Remember, too, that you do not need to do all of the above on your own. We know there is never enough time! If you have TAs, asking them to help develop assignments and contribute to grading is not only helpful for you, but is a great professionalizing experience for them (see more in the guide For Faculty Working With TAs). Also, take advantage of services offered by the likes of the Center for Teaching and Learning, or the Odegaard Writing and Research Center. These centers can help you develop meaningful assignments that encourage honest, thoughtful work. 

For a more extensive description of scaffolding, along with extended example, check out this page at the Howe Center for Writing Excellence 

Make more student-centered assignments

Our final suggestion for teaching with or around AI on your terms is to center students’ identities, experiences, and interests in your assignments. When students’ own ideas and primary research are at the center of a writing project, they are less able to outsource the work. Also, when they are invested in their topic, they will be more excited about doing the work on their own.  

Following are a few suggestions for student-centered assignment design that encourages investment and integrity. Again, these strategies neither require nor preclude the use of AI. Whether you ban all AI use or want to integrate it responsibly into the writing process, the following suggestions can help mitigate unsanctioned AI use. 

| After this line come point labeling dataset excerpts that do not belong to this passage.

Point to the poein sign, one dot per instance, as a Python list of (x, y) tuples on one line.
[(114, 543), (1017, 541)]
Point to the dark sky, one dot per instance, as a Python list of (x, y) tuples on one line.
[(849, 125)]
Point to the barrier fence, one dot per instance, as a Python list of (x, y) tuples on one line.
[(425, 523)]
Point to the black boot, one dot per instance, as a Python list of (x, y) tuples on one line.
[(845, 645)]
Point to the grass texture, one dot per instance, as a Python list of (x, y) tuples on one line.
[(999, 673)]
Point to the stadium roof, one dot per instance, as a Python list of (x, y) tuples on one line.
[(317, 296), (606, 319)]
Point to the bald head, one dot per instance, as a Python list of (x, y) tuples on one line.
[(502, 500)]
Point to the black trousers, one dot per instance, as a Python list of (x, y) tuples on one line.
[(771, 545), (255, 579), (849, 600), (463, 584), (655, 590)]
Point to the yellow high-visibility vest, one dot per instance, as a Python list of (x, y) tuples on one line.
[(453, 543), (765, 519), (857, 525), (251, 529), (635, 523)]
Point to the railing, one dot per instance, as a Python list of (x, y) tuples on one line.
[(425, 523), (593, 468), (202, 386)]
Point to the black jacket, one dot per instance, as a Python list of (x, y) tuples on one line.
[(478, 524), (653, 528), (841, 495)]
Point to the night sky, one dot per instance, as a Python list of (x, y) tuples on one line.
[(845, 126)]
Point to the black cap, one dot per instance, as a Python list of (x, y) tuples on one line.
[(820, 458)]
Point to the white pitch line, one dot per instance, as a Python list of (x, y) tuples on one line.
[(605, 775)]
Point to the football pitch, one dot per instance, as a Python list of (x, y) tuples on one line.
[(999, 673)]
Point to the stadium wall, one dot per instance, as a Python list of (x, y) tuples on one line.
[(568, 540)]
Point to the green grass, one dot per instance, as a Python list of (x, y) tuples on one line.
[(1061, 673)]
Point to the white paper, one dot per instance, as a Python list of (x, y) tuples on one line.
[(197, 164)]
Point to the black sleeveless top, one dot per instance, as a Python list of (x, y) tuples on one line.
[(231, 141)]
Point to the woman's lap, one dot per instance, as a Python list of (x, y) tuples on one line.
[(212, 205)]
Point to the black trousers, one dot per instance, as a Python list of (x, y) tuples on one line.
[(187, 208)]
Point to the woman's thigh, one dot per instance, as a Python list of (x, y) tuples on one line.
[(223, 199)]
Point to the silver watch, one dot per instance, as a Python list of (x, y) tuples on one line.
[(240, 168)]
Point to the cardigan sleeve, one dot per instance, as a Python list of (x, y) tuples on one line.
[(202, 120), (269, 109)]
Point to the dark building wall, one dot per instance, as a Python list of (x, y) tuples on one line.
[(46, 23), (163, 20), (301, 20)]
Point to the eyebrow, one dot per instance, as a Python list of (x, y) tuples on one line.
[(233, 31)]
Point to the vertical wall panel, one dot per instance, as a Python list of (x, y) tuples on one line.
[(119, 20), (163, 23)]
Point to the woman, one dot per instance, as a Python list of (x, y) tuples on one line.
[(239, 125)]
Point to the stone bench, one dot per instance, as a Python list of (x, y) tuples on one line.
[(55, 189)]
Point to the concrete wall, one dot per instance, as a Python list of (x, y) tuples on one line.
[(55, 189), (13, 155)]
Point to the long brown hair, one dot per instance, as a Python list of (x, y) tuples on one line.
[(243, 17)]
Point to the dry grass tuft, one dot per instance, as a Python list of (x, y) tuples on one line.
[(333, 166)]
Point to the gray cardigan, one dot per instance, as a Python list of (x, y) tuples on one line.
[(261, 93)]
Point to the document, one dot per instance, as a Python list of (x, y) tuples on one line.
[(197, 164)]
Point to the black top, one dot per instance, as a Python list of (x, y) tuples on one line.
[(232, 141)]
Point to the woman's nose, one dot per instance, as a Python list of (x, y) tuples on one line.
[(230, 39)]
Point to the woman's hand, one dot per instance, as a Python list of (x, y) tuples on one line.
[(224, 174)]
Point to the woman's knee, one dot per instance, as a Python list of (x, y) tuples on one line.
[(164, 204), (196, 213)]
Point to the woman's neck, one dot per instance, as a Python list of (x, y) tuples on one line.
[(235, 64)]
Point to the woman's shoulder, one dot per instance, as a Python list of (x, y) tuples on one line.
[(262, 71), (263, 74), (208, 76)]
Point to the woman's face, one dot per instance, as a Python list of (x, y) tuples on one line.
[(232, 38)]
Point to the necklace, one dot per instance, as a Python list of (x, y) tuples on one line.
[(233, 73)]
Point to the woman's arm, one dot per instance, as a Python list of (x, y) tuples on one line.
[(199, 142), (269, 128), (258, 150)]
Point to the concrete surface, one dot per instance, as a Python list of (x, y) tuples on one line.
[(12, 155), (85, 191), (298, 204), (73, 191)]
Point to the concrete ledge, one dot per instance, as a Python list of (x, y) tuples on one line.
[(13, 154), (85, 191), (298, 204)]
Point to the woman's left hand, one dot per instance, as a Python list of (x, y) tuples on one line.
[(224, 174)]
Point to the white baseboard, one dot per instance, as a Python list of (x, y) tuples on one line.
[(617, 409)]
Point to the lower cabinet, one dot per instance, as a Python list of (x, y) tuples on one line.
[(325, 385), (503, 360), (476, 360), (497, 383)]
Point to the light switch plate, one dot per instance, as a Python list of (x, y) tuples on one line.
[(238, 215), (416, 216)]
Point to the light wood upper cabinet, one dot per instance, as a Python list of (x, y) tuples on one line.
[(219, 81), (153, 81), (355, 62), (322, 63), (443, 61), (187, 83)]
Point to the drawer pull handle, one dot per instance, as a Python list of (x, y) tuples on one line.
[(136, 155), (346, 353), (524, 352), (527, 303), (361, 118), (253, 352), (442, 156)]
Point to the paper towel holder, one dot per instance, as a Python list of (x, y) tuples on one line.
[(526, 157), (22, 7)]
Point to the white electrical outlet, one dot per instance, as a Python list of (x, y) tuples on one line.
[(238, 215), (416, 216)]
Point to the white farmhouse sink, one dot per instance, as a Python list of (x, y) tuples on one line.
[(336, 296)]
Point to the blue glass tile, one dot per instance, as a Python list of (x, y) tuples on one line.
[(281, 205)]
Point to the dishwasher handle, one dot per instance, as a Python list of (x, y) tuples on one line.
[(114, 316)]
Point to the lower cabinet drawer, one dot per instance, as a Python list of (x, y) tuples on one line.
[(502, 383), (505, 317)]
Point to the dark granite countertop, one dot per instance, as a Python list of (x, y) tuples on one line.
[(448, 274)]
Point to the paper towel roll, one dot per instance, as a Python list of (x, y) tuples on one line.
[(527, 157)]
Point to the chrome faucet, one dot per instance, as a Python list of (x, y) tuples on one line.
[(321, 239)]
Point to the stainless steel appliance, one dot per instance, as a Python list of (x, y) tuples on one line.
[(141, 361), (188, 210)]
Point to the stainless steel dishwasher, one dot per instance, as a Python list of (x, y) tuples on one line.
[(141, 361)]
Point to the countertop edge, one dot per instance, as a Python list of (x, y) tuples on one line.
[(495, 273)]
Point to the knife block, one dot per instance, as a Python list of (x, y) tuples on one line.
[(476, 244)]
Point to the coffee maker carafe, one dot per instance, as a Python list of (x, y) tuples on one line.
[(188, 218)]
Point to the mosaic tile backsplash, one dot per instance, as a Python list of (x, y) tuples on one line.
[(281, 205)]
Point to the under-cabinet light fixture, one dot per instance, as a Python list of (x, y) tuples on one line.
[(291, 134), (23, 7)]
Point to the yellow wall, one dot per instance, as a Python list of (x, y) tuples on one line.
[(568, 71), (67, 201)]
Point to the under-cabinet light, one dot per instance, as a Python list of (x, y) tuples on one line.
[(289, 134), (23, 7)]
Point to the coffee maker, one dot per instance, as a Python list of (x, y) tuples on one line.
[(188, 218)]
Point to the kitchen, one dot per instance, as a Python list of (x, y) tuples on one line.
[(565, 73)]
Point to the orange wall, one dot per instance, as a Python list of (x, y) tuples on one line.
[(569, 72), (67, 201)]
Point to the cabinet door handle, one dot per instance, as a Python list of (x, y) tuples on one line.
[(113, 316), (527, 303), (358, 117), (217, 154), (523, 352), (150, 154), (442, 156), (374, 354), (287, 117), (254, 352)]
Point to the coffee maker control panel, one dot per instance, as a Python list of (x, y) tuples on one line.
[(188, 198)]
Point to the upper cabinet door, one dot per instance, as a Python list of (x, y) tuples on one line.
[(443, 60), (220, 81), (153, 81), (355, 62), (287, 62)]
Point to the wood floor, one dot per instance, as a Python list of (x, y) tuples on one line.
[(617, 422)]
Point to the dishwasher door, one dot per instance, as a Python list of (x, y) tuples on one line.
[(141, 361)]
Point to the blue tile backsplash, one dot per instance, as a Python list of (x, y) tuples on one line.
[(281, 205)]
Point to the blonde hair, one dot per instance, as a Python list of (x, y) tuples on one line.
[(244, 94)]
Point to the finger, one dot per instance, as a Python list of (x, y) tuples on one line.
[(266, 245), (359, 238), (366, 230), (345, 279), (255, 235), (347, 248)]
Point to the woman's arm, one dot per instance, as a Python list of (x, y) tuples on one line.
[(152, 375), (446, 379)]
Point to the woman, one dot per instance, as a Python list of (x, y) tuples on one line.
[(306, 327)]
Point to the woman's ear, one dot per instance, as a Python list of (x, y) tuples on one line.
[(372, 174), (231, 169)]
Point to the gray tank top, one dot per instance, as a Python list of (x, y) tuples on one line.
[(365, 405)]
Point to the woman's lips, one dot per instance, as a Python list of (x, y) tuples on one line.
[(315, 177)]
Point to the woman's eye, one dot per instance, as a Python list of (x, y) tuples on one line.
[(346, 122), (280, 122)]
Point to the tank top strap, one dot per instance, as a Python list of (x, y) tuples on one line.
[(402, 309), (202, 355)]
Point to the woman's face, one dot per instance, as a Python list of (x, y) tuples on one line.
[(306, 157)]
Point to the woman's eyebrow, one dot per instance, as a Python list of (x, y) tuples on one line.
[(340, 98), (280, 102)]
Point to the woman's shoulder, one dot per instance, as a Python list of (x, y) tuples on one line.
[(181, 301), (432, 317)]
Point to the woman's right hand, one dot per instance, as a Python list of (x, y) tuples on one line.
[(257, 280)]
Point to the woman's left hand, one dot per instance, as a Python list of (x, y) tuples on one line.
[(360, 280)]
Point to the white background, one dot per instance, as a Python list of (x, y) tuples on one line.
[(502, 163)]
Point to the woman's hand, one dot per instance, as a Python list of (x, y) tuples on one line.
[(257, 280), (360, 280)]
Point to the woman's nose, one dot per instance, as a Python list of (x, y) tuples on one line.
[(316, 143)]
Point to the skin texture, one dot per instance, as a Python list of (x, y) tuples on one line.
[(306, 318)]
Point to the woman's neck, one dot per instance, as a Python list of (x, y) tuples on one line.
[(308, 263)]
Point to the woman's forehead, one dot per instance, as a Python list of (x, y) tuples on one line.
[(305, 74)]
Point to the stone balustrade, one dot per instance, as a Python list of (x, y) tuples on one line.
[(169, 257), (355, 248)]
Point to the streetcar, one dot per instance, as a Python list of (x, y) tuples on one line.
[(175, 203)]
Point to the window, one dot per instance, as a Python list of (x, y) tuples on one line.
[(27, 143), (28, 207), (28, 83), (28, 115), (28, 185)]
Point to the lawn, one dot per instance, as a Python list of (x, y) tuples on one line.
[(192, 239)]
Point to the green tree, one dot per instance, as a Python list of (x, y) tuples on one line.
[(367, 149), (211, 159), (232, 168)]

  1. Let students pick their own paper and project topics. According to the Meaningful Writing Project when students develop a complex, meaningful topic after a well-scaffolded topic development process, they will be more invested in this topic. They will care about getting it right.  Try this: Integrate students’ first forays into topic development with a library instruction session. Subject area librarians can come to your class to teach students how to use the library research tools, and you can co-construct an activity with the librarian where students simultaneously practice using the research tools and brainstorm/refine keywords for their topic. 
  1. Investigate the genre you are assigning before students start writing. What is a business memo? A lab report? A research paper? Why does the assigned genre matter in your field, and what are its key characteristics? If the form of your assignment is more open, help students think through their rhetorical and modal choices—what formats might they use, and why? What tools do they need to learn in order to compose effectively? Try this: Ask students to read several examples of the genre you are assigning (these can be professional examples, anonymized former student examples you’ve gained consent to use, or a combo). In class or as an asynchronous assignment, ask students to discuss some of the features that make the writing effective or not. 

  1. Work with more primary sources. Asking students to collect and write about their own data teaches students how to conduct research and mitigates AI use. Data collection can be qualitative (e.g., ethnography, interviews, archives) or quantitative, and can be integrated in lots of different ways with secondary source analysis. Try this: Develop an assignment that works toward the Library Research Award for Undergraduates. Applying for the award requires a reflective essay that incentivizes a careful, reflective writing process. And it comes with a big cash prize! 
  1. Infuse ethics and personal perspectives. When ethics are centered in a writing assignment, students are more likely to center ethics in their lives. Ethical issues arise in all disciplines, and centering ethics explicitly is an important element in teaching toward justice. Try this: Punctuate the assignment sequence with regular check-ins about how and whether AI use is appropriate for different stages of the assignment. E.g., is it ethical to use it for topic brainstorming? Outlining? Copyediting? 
  1. Re-think hard and fast deadlines. According to Gallant and Rettinger, one reason students cheat (with AI or otherwise) is that they cannot meet the deadline. They find themselves in high-pressure situations where they become more likely to make choices that they would not otherwise make. Try this: Experiment with a “Best by” deadline where an assignment will receive the most thorough feedback if received by X date, but can still be submitted (with less or no feedback) by Y date.